Dikutip dari Reuters, Sabtu (19/12/2020), harga batu bara acuan di China menembus level tertinggi dalam delapan tahun terakhir. Sementara harga LNG mencapai titik puncak dalam enam tahun terakhir.
Di Jepang, harga listrik naik karena kenaikan harga gas alam. Pasalnya, kapasitas nuklir untuk mengaliri listrik kepada warga masih terbatas. Harga kargo LNG untuk pengiriman Januari mencapai 12,7 dolar AS per juta BTU atau setara 660 dolar AS per ton.
Sementara di China, harga batu bara terus meningkat seiring dengan pembatasan impor dari Australia. Harga batu bara termal di Qinhuandao saat ini menembus 718 yuan, setara 110 dolar AS per ton, lebih tinggi daripada harga Newcastle 79,5 dolar AS.
Aktivitas industri di China sejak November 2020 telah kembali ke level pre-Covid-19. Situasi ini mendorong kenaikan konsumsi energi 9,4 persen menjadi 646,7 miliar kilowatt.

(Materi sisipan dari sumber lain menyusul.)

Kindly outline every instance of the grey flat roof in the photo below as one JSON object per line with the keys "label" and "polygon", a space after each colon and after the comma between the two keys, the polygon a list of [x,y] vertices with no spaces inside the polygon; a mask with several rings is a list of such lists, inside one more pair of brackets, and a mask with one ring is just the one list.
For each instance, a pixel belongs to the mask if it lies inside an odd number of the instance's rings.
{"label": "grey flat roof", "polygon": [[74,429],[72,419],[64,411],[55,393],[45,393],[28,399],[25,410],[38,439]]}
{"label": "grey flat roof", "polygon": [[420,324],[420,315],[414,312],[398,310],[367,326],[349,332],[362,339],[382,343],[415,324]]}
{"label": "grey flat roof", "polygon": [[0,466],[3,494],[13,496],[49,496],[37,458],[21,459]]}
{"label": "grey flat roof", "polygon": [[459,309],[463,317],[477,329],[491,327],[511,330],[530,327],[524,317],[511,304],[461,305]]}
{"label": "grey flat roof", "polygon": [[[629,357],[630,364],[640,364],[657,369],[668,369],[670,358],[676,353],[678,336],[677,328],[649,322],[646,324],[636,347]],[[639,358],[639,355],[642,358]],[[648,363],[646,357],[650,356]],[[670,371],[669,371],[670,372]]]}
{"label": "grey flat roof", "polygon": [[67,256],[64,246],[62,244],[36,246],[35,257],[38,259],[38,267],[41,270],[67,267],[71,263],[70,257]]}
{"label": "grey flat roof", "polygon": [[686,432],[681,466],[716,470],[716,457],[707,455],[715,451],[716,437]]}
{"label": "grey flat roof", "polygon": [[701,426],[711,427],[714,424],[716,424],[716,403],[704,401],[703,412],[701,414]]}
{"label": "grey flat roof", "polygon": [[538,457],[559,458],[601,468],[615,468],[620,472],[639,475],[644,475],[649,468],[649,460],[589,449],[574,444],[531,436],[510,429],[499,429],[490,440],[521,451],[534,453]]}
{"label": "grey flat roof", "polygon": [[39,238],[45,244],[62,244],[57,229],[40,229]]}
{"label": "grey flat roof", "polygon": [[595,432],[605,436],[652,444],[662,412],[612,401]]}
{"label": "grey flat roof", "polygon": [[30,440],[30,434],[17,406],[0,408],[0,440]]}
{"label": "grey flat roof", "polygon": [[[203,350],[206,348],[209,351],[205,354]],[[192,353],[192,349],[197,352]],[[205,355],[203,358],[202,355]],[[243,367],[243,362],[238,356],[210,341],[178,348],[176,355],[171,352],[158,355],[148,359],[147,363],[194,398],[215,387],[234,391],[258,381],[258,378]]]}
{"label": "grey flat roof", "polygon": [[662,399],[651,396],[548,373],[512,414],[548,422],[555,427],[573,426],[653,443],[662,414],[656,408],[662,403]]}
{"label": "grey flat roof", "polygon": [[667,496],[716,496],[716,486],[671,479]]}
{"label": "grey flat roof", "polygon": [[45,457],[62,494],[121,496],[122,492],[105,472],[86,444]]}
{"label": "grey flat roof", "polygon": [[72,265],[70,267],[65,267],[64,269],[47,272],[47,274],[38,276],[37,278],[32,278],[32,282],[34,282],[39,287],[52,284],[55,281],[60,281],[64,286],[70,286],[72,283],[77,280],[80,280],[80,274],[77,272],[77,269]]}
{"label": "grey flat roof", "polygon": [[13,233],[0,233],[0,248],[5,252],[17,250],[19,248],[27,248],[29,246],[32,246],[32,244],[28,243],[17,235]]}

Penggunaan batu bara harian PLTU di delapan provinsi China naik 6 persen pada minggu lalu dengan stok batu bara sekitar 85 persen dibandingkan level tahun lalu. Harga LNG di China juga naik 60 persen.
"Musim dingin di seluruh China dan Asia bagian Timur Laut mendorong kenaikan tajam permintaan pemanas ruangan," kata Direktur Riset Wood MacKenzie, Robert Sims.